3.6. “In Vitro” Cytotoxicity

Considering the methodology for preparing the samples, the most critical step that could bring any damage to human cells is the hydrothermal surface treatment due to the alkaline solution used for this having the possibility of residual sodium. Moreover, although titanium implants are considered safe, with a high success rate in medical and dental applications, there are some reported cases of titanium toxicity related to corrosion, wear particle or ion release, and allergic reaction [40]. On the other hand, it can be inferred that the amount of MNZ used in our study would be safe to cells, since the exposure of human gingival fibroblasts to a dosage less than 50 μg/mL of MNZ up to 96 h did not induce the cytotoxicity effect [41]. In regard to PVA film, a previous study of the group using the same grade of PVA and employing the same methodology to produce hydrogels [17] showed that the samples were non-toxic to fibroblast cells.
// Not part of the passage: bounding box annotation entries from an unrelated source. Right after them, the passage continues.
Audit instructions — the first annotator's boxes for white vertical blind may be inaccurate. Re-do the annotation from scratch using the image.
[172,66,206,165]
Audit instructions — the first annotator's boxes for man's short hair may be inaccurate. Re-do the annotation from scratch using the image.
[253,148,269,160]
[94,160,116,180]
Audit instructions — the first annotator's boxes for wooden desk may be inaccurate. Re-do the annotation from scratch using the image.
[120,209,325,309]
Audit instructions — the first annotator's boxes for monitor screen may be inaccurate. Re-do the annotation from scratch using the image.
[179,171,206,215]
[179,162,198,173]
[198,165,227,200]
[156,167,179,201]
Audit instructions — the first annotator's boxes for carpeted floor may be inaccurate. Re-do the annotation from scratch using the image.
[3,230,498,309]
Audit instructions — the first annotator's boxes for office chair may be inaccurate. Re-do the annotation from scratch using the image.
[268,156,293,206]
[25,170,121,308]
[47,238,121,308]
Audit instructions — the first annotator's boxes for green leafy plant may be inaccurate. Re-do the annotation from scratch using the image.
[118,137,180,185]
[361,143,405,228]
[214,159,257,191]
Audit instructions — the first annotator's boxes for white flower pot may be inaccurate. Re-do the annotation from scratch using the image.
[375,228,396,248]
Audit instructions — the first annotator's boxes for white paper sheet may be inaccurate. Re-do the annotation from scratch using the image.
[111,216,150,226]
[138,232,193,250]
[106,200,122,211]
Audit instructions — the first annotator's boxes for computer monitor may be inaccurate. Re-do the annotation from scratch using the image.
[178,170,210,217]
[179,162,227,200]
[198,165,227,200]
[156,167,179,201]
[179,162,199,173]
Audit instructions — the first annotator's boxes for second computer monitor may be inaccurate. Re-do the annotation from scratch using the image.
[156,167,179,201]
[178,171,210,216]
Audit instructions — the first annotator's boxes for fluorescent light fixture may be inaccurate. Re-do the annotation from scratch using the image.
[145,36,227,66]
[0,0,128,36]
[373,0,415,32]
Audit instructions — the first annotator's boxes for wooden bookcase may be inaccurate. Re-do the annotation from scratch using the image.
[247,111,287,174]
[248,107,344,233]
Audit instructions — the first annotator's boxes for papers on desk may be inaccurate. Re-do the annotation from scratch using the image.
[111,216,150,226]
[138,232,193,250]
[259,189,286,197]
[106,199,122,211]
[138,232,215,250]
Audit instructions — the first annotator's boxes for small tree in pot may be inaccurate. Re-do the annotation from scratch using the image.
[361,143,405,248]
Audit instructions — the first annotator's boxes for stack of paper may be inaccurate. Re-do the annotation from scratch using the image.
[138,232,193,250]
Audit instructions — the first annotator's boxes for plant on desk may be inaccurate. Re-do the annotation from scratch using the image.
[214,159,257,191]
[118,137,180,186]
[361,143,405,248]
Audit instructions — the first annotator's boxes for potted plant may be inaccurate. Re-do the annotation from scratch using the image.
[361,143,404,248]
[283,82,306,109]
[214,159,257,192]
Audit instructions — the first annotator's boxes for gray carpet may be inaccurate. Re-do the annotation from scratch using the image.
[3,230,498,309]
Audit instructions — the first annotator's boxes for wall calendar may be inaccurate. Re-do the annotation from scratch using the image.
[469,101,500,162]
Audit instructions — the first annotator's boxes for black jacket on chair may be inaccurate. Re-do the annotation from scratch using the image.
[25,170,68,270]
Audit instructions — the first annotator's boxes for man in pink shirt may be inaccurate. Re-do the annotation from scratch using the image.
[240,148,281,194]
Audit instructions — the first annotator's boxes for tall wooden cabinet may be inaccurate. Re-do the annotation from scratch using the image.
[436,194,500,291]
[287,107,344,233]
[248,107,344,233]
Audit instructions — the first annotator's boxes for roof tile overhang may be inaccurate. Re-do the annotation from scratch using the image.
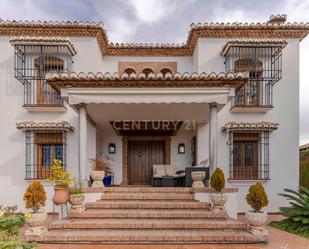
[221,121,279,131]
[221,38,287,56]
[0,15,309,56]
[10,36,77,55]
[46,72,249,91]
[16,120,74,131]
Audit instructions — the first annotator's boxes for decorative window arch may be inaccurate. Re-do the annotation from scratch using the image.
[234,57,263,106]
[142,68,154,77]
[124,68,136,76]
[160,68,172,77]
[34,55,64,105]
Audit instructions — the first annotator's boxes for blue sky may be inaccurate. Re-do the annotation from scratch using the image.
[0,0,309,144]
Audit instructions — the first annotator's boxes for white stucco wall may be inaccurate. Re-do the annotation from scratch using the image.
[0,32,299,214]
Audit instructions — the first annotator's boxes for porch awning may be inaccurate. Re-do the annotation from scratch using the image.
[46,72,249,105]
[16,120,74,131]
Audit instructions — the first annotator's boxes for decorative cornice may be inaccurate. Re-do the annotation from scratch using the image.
[0,14,309,56]
[221,38,287,55]
[46,72,249,90]
[221,121,279,131]
[16,120,74,131]
[10,36,77,55]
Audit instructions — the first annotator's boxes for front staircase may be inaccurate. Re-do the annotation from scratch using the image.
[27,187,261,244]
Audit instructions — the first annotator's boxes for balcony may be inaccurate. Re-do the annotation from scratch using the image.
[221,40,286,112]
[11,38,74,112]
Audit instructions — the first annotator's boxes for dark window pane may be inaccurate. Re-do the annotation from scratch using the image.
[244,143,254,167]
[42,144,52,166]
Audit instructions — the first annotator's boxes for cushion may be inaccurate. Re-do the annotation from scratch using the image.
[153,164,165,177]
[164,165,176,176]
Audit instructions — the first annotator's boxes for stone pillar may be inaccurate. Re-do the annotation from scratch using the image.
[79,104,87,183]
[209,103,218,174]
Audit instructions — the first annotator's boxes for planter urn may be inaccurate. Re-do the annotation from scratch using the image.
[246,211,269,242]
[69,194,85,212]
[91,170,105,188]
[191,171,205,188]
[209,192,227,212]
[25,211,47,237]
[53,186,69,205]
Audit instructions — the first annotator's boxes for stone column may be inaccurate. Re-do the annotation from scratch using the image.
[209,103,218,174]
[79,104,87,183]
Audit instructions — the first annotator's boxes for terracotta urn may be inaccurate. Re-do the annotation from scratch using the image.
[246,211,269,242]
[25,211,47,236]
[91,170,105,188]
[70,193,85,212]
[191,171,205,188]
[209,192,227,212]
[53,186,69,205]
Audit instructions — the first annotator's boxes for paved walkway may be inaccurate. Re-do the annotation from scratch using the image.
[38,227,309,249]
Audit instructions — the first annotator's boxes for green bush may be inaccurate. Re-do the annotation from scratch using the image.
[246,182,268,212]
[0,207,36,249]
[279,187,309,234]
[210,168,225,192]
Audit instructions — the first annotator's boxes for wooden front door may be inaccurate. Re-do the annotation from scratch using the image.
[128,141,165,185]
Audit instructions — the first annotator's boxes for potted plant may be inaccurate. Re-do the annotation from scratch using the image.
[246,182,268,235]
[23,181,47,236]
[47,159,75,205]
[69,186,85,212]
[90,155,112,187]
[209,168,227,212]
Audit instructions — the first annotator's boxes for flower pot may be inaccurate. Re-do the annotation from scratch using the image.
[246,211,269,242]
[53,186,69,205]
[209,192,227,212]
[25,211,47,236]
[91,170,105,188]
[191,171,205,188]
[70,193,85,212]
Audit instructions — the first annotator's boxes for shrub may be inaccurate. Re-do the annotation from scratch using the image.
[47,159,75,188]
[246,182,268,212]
[0,207,36,249]
[210,168,225,192]
[24,181,46,212]
[279,187,309,234]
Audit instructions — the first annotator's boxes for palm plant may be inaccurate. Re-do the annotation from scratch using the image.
[279,187,309,232]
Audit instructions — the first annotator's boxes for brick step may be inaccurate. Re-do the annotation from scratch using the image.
[97,187,194,193]
[86,200,210,209]
[48,218,248,230]
[26,229,260,244]
[101,192,194,200]
[69,209,227,219]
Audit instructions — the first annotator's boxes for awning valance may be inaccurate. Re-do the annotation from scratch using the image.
[16,120,74,131]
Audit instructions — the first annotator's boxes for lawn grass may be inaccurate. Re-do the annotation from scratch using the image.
[269,221,309,239]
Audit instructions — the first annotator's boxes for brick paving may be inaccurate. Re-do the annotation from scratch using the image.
[26,188,267,245]
[37,227,309,249]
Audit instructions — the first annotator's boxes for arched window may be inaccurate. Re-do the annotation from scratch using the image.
[234,58,263,106]
[124,68,136,76]
[143,68,153,77]
[34,56,64,105]
[160,68,172,77]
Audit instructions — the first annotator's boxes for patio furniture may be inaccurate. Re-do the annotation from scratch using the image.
[152,164,185,187]
[191,171,206,188]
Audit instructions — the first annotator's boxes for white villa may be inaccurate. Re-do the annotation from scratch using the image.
[0,15,309,243]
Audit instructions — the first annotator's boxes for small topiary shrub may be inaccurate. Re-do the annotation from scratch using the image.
[24,181,46,212]
[210,168,225,192]
[246,182,268,212]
The irradiation method used to produce the PVA hydrogel layers leaves no residue or toxic materials in it. Furthermore, it uses only water as solvent, with no acid or toxic solvents.
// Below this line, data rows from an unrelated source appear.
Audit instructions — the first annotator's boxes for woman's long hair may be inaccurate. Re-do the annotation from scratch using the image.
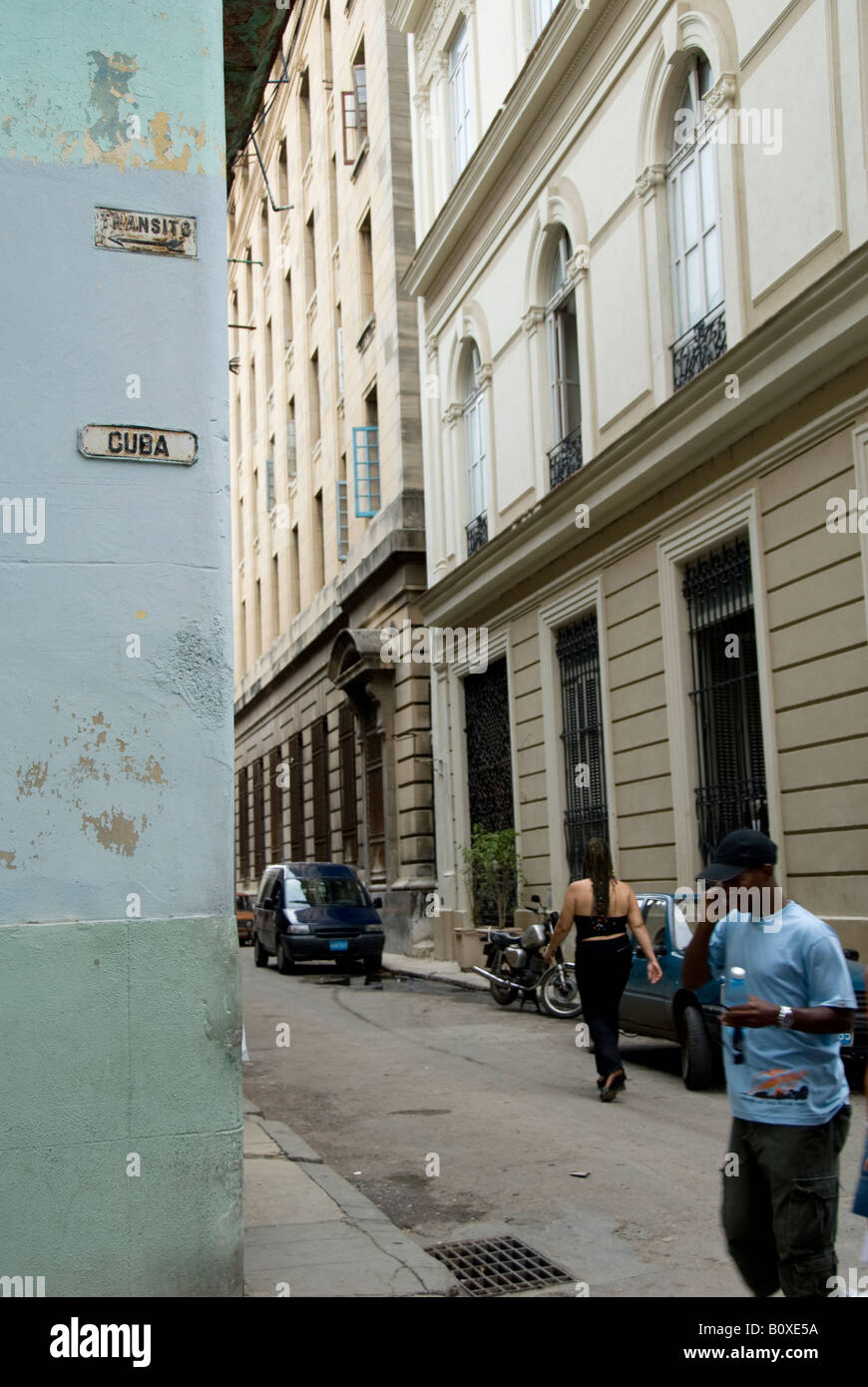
[583,838,615,915]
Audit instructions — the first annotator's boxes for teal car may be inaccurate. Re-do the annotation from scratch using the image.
[620,892,868,1089]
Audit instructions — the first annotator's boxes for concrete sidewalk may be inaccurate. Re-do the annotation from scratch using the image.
[244,1099,458,1297]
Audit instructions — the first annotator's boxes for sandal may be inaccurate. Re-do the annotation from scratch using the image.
[598,1070,627,1103]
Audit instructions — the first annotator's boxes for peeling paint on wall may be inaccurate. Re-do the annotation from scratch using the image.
[88,49,138,152]
[3,701,170,870]
[82,806,147,857]
[157,619,231,726]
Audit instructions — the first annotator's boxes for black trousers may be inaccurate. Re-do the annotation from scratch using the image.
[576,935,633,1079]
In this context, the cytotoxicity of Ti and Ti + TTNT discs was assessed by evaluating human osteosarcoma MG63 cells’ response to samples after being cultured for 24 h with the extracts of the discs. The MTT colorimetric assay was employed for this proposal. This assay measures the ability of viable cells to reduce a tetrazolium salt (MTT) to formazan, a process that produces a purple color that can be measured spectrophotometrically. If the cells are healthy and viable, they will be able to reduce the MTT and produce a strong purple color. However, if the cells are damaged or dying, they will not be able to reduce the MTT and the color will be weaker or absent.
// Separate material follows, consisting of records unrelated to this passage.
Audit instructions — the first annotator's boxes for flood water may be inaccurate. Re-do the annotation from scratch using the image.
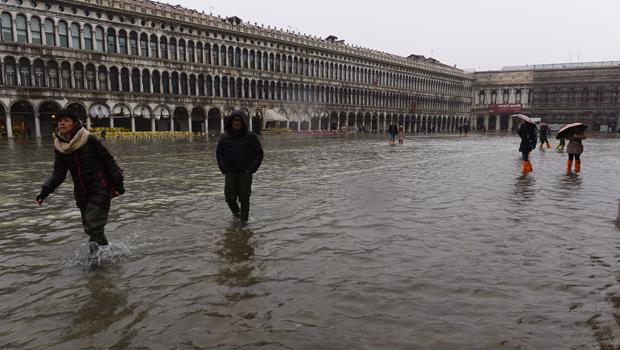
[0,135,620,349]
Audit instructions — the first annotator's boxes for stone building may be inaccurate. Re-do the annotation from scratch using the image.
[0,0,473,137]
[472,61,620,131]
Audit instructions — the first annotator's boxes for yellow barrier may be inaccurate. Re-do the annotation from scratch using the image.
[92,129,206,140]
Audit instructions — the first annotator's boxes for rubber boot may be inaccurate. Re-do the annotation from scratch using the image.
[239,201,250,222]
[226,200,240,217]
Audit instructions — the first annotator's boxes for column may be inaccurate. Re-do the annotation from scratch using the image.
[6,114,13,139]
[34,113,41,137]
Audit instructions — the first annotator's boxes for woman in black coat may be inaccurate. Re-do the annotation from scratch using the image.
[37,110,125,252]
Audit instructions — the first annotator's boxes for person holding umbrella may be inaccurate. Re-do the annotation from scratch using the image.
[556,123,588,174]
[512,114,537,174]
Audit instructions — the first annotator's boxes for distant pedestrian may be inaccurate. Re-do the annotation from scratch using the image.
[388,124,398,145]
[566,130,586,174]
[518,121,537,174]
[540,123,551,149]
[216,111,263,222]
[37,110,125,253]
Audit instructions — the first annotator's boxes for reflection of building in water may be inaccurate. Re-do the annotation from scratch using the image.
[472,61,620,131]
[0,0,473,137]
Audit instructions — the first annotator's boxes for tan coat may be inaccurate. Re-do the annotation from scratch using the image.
[566,134,586,154]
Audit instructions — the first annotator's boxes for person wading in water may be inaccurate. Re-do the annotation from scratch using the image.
[36,110,125,253]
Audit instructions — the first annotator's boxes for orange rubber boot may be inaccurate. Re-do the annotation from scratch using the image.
[575,160,581,174]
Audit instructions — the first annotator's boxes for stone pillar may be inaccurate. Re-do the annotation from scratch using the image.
[6,114,13,139]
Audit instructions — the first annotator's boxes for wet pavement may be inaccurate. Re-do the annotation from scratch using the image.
[0,135,620,349]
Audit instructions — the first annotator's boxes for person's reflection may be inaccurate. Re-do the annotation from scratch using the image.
[217,227,259,287]
[70,271,127,337]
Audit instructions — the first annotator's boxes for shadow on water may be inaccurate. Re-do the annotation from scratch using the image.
[216,223,260,287]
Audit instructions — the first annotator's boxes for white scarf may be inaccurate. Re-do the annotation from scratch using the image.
[54,128,90,154]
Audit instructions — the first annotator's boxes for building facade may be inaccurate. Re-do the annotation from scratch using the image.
[472,61,620,132]
[0,0,474,137]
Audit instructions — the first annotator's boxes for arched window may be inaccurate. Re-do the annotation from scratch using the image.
[107,28,118,53]
[58,21,69,47]
[179,39,187,62]
[84,24,94,50]
[45,18,56,46]
[73,63,84,89]
[19,58,32,86]
[15,15,28,44]
[159,36,168,60]
[30,17,43,45]
[168,38,177,60]
[4,57,17,85]
[118,29,129,55]
[97,66,109,91]
[47,61,59,88]
[34,60,45,87]
[140,33,149,57]
[95,27,105,52]
[131,68,140,92]
[150,34,159,58]
[86,64,96,90]
[129,32,138,56]
[71,23,82,49]
[0,12,13,41]
[60,62,71,89]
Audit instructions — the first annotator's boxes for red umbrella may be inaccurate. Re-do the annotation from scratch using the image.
[555,123,588,139]
[511,114,534,124]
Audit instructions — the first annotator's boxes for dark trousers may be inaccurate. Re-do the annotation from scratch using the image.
[224,173,252,221]
[80,203,110,245]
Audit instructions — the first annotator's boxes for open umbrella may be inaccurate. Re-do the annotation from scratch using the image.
[511,114,534,124]
[555,123,588,139]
According to Figure 12, cells cultured in extracts of the Ti and Ti + TTNT discs showed viability near the negative control (polystyrene), with no significant difference between them. These results indicate that there was no significant alteration in mitochondrial metabolic activity of cell population in the presence of the Ti and Ti + TTNT extracts, i.e., pure Ti and titanate nanostructured coating do not deliver toxic residues to the supernatant, even after 24 h soaking in a medium culture. This data is important for evaluating the safety of the biomaterial and for making decisions about its potential use in medical and dental applications.

4. Conclusions

In summary, alkaline hydrothermal treatment successfully produced intertwined nanostructures like a web on the titanium surface, in addition to good wettability and high bioactivity. With the aim of creating a local drug release device, the proposed surface modification strategy is simple, economical, and promising, since:

(1)

It did not change the surface treatment and consequently the properties of the material;

(2)

All groups reached the minimum inhibitory concentration described in the literature to help fight anaerobic bacteria with probably no cytoxicity effect;

(3)

All groups allowed the immediate delivery of metronidazole, which could reduce implant complications during the early wound healing processes;

(4)

Although TTNT + MNZ showed a higher percentage of antibiotic release within the studied groups, the PVA coating may absorb body fluids and water that provide distribution of MNZ throughout the wound surgery site, besides contributing to the hydration of the implant site, facilitating wound healing;

(5)

The design with one layer of PVA (TTNT + MNZ + 1PVA) was shown to be the best option, since it can combine the water absorption capacity of the PVA-coated regions with the higher bioactivity of the titanate nanostructure exposed in the degraded regions of the coating. Nevertheless, the effect of the crosslinking degree of PVA on the kinetic release of metronidazole should be better investigated.

The present study serves as proof that this method of surface modification can be a new alternative to the administration of systemic drugs, combining local antibiotic therapy with a surface treatment with proven efficacy. This delivery device could become a powerful approach to improve the integration of the titanium implant with the bone in dental applications, preventing early infections and bone failure. These results encourage further studies to evaluate the biological effectiveness of the proposed surface modification methodology.